Шрифт:
Закладка:
— Уж на Нюрку-то мово песка хватит! — хорохорился дед, забавляя собравшихся.
Плясать выходят всё больше женщины, но хватает и мужчин, а коллекция частушек, с въевшимся в кости черепа «И-и-эх», кажется, останется со мной навечно. А ещё — юмор, истинно народный, ниже пояса!
Усевшись за стол, я подпёр голову руками, глядя на самодеятельность, и понимая, что вот это всё будет сопровождать меня ещё очень долго…
— Гля… — пхнул меня локтем Ванька, которому, в отличии от меня, происходящее нравится, — Барсукова пошла! Нет, ты гляди…
Послушно гляжу, понимая, что, наверное, есть что-то важное в том, что тётя Вера Барсукова вышла, в свою очередь, орать частушки, визжать и ломать каблуки. Но для этого нужно понимать контекст… и хотя бы знать, кто это вообще такая!
— Убиваю-ут! — прорезал звуки музыки истошный женский вопль, — Помогите-е!
— Люська… — ахнул давешний лысый дед, нахлобучивая кепку…
… и вся толпа, как были, ломанулась за бараки.
«— Чёрт… надо было спугнуть, и ничего бы не было» — всполошился я, уже представляя трупы…
… но никого там, к счастью, не убивали, а вот били — долго! Сам я так ни черта и не увидел, но разговоров было…

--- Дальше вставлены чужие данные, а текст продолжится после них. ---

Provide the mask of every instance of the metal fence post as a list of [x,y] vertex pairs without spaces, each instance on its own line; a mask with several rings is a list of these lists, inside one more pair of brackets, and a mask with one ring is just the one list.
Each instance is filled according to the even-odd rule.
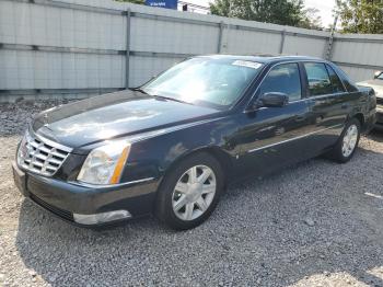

… и по словам старожилов, отвальная удалась — лучше не придумаешь! На славу!
* * *
Ворочаюсь без сна, то и дело поглядывая на старенький будильник, стоящий на открытой посредине книге Диккенса, вместо закладки. Фосфоресцирующие стрелки подсвечивают цифры, и время тянется так медленно…
Всё-то кажется, что часы сломались… хотя чему там ломаться?! Простейшая механика, которая может только работать, отставая или спеша на несколько минут в сутки, или не работать вовсе.
В голову лезут непроизвольные мысли о том, что время субъективно, и, наверное, правы те, кто говорит, что время иллюзорно, и о том, что его можно назвать четвёртым измерением.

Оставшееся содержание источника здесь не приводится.